Sanger sequencing became the basis of every sequencing endeavor during the next 25 years including the Human Genome Project. Today it’s being surpassed by so-called “Next-Gen” methods but it’s quite clear that none of the early success could have come without Sanger’s advance (another method developed by Sanger’s fellow Nobel Prize winner Wally Gilbert is more tedious and was deprioritized). Sanger is as much the father of genomics as are Watson and Crick.
Along with his superior craftsmanship, it was Sanger’s unerringly quiet, modest and intensely dedicated personality – partly arising from his Quaker roots – that undoubtedly contributed to his great success. His parents died when he was an undergraduate, an event that must surely have contributed to his serious pursuit of scientific truth. In a way Sanger was the Paul Dirac of chemistry; technically brilliant, wedded to his work, reserved to a fault, averse to teaching and administration, a scientist’s scientist in every way. Unlike most scientists who are content with directing the careers of their students after a certain point in their own career, Sanger personally worked with his hands at the bench every single day. Just like Enrico Fermi he did not shun any kind of work, no matter how creative or mundane. In addition he eschewed honors, turning down a knighthood for fear that it might interfere with his work.
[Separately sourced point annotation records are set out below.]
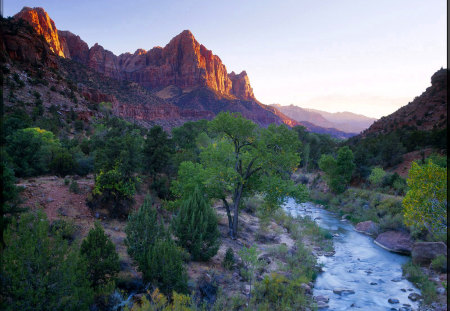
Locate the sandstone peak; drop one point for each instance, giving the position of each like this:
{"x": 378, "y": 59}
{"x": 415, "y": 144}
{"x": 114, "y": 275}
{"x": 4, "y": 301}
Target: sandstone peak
{"x": 183, "y": 62}
{"x": 42, "y": 23}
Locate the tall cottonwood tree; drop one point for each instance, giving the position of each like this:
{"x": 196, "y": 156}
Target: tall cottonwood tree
{"x": 243, "y": 160}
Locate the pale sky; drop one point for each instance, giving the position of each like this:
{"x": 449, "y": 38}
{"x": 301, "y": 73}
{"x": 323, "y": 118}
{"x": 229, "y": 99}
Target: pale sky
{"x": 367, "y": 57}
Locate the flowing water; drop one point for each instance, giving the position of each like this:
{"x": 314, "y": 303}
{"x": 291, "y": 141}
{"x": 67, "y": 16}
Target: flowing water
{"x": 374, "y": 274}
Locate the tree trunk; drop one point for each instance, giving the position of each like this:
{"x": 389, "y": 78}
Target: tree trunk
{"x": 236, "y": 202}
{"x": 230, "y": 220}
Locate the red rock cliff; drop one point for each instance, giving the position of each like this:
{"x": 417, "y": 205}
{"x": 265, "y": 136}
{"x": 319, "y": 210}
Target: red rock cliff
{"x": 44, "y": 25}
{"x": 182, "y": 62}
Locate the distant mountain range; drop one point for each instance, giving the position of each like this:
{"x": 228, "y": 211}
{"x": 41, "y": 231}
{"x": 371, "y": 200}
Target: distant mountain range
{"x": 183, "y": 81}
{"x": 344, "y": 121}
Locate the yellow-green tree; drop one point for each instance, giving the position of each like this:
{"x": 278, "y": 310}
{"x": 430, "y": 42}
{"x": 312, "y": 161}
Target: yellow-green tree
{"x": 425, "y": 203}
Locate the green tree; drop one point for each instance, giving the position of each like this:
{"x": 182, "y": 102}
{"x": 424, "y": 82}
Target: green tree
{"x": 244, "y": 159}
{"x": 117, "y": 158}
{"x": 10, "y": 197}
{"x": 425, "y": 203}
{"x": 62, "y": 163}
{"x": 376, "y": 176}
{"x": 157, "y": 151}
{"x": 195, "y": 226}
{"x": 338, "y": 171}
{"x": 41, "y": 272}
{"x": 100, "y": 256}
{"x": 142, "y": 229}
{"x": 164, "y": 267}
{"x": 31, "y": 150}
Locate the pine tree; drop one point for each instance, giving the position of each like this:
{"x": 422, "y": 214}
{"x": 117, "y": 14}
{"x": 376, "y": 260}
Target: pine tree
{"x": 164, "y": 267}
{"x": 100, "y": 256}
{"x": 142, "y": 229}
{"x": 195, "y": 226}
{"x": 39, "y": 272}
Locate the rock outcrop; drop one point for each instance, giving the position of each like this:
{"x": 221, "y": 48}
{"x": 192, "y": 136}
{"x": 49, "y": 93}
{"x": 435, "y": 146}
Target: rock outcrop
{"x": 44, "y": 25}
{"x": 241, "y": 85}
{"x": 79, "y": 50}
{"x": 395, "y": 241}
{"x": 367, "y": 227}
{"x": 20, "y": 43}
{"x": 183, "y": 62}
{"x": 426, "y": 112}
{"x": 424, "y": 252}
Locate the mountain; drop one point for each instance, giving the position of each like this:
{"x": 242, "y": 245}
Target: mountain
{"x": 344, "y": 121}
{"x": 170, "y": 85}
{"x": 426, "y": 112}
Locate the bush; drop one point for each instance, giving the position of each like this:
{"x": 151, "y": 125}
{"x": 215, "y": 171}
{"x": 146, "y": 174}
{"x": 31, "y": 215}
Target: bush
{"x": 160, "y": 302}
{"x": 161, "y": 187}
{"x": 228, "y": 260}
{"x": 439, "y": 264}
{"x": 62, "y": 163}
{"x": 100, "y": 256}
{"x": 114, "y": 192}
{"x": 142, "y": 229}
{"x": 39, "y": 272}
{"x": 164, "y": 267}
{"x": 65, "y": 229}
{"x": 74, "y": 188}
{"x": 376, "y": 176}
{"x": 195, "y": 226}
{"x": 84, "y": 166}
{"x": 31, "y": 151}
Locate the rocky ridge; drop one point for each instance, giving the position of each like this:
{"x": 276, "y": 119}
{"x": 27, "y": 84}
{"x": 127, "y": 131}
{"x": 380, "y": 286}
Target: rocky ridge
{"x": 183, "y": 62}
{"x": 426, "y": 112}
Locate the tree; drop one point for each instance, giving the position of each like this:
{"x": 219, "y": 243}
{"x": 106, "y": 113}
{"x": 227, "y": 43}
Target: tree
{"x": 338, "y": 171}
{"x": 376, "y": 176}
{"x": 39, "y": 272}
{"x": 425, "y": 203}
{"x": 244, "y": 159}
{"x": 10, "y": 197}
{"x": 62, "y": 163}
{"x": 31, "y": 150}
{"x": 142, "y": 229}
{"x": 164, "y": 267}
{"x": 157, "y": 151}
{"x": 117, "y": 158}
{"x": 100, "y": 256}
{"x": 195, "y": 226}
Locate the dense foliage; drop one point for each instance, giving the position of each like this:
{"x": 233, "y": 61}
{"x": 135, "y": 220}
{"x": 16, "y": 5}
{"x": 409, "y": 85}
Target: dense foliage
{"x": 164, "y": 267}
{"x": 425, "y": 203}
{"x": 195, "y": 226}
{"x": 40, "y": 272}
{"x": 243, "y": 160}
{"x": 142, "y": 229}
{"x": 31, "y": 150}
{"x": 100, "y": 257}
{"x": 338, "y": 171}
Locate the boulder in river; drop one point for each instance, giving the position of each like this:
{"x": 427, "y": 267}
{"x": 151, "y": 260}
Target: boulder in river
{"x": 414, "y": 296}
{"x": 343, "y": 291}
{"x": 367, "y": 227}
{"x": 393, "y": 300}
{"x": 395, "y": 241}
{"x": 424, "y": 252}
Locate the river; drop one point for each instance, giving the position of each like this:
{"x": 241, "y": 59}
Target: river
{"x": 373, "y": 273}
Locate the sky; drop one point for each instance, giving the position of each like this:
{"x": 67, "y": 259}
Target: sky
{"x": 367, "y": 57}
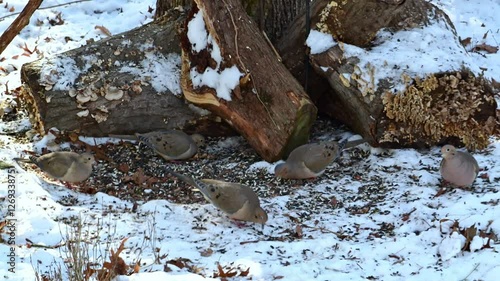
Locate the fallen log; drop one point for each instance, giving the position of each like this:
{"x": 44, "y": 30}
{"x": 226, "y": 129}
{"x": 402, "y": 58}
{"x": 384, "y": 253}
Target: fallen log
{"x": 124, "y": 84}
{"x": 408, "y": 107}
{"x": 234, "y": 73}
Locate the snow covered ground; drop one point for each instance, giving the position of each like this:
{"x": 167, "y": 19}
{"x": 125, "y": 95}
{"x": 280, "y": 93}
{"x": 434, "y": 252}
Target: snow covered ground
{"x": 374, "y": 215}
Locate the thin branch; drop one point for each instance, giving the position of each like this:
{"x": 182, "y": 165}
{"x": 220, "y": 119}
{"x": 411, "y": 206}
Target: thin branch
{"x": 18, "y": 24}
{"x": 45, "y": 8}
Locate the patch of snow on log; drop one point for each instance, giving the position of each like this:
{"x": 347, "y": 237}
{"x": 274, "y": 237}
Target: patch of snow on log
{"x": 416, "y": 52}
{"x": 162, "y": 72}
{"x": 319, "y": 42}
{"x": 223, "y": 81}
{"x": 59, "y": 76}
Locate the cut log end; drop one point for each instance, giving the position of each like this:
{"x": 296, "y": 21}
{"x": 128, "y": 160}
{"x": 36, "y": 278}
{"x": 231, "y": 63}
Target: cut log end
{"x": 441, "y": 108}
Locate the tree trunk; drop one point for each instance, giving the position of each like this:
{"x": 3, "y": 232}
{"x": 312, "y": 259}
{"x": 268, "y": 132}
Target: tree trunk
{"x": 272, "y": 16}
{"x": 453, "y": 107}
{"x": 268, "y": 107}
{"x": 105, "y": 98}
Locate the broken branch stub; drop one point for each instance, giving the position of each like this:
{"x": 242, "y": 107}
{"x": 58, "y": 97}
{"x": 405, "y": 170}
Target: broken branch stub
{"x": 229, "y": 69}
{"x": 406, "y": 95}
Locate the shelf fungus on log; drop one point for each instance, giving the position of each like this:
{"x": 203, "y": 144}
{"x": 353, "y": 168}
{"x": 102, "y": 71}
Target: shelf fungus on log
{"x": 124, "y": 84}
{"x": 403, "y": 80}
{"x": 229, "y": 69}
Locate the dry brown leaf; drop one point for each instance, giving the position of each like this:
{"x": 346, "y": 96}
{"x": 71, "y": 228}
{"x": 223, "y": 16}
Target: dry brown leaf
{"x": 137, "y": 266}
{"x": 465, "y": 41}
{"x": 124, "y": 167}
{"x": 485, "y": 47}
{"x": 207, "y": 253}
{"x": 298, "y": 231}
{"x": 104, "y": 30}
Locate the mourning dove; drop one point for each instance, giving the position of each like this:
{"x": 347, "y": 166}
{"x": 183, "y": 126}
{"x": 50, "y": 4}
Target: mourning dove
{"x": 310, "y": 160}
{"x": 239, "y": 201}
{"x": 458, "y": 167}
{"x": 172, "y": 144}
{"x": 65, "y": 165}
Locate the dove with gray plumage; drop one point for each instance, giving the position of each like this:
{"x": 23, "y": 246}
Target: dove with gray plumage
{"x": 458, "y": 167}
{"x": 172, "y": 144}
{"x": 310, "y": 160}
{"x": 239, "y": 201}
{"x": 65, "y": 165}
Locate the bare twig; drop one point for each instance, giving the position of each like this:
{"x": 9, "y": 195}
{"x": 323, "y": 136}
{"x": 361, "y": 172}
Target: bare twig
{"x": 48, "y": 7}
{"x": 19, "y": 23}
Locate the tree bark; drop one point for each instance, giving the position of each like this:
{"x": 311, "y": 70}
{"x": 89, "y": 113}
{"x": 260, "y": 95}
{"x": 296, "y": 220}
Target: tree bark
{"x": 92, "y": 105}
{"x": 453, "y": 107}
{"x": 272, "y": 16}
{"x": 268, "y": 107}
{"x": 19, "y": 23}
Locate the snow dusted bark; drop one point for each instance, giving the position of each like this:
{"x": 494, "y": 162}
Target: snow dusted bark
{"x": 264, "y": 102}
{"x": 405, "y": 96}
{"x": 125, "y": 84}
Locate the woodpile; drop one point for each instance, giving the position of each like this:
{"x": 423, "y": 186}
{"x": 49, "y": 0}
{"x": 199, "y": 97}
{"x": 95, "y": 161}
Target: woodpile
{"x": 272, "y": 105}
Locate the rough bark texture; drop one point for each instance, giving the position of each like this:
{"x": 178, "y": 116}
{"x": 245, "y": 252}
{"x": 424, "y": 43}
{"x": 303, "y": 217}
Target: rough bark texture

It helped that he worked at the best molecular biology laboratory in the world – the MRC Laboratory of Molecular Biology which has produced eight Nobel Laureates. A future Nobel Laureate had vivid memories of Sanger when he was a postdoc at the institute. The postdoc once dropped a large flask of a chemical liquid; as he panicked and looked around for personnel who might clean up the spill, he was startled to come back and see Sanger gently wiping it up with a washcloth. Sanger may have been reserved in the extreme, but he was also extremely helpful and friendly to the brilliant young people populating the institute. Cycling to work every morning come rain or shine, he inspired them through his actions rather than words. The Sanger Institute which was named after him became a pioneer in gene sequencing and contributed to the early draft of the human genome; the institute’s title was a tribute to the man who had made it possible rather any invitation to administrative duties on his part.
Curiously enough, his rules about retirement were as well-defined as his rules about research. After wrapping up his last experiment on the day that he was supposed to retire, Sanger did not again work in the lab and spent the rest of his life gardening. Diligently working at the bench every day of his career, winning two Nobel Prizes, revolutionizing molecular biology and genomics in the process and lovingly looking after his roses; for Fred Sanger it was all in a day’s work. It is now time for us to follow his example, to do more and to talk less.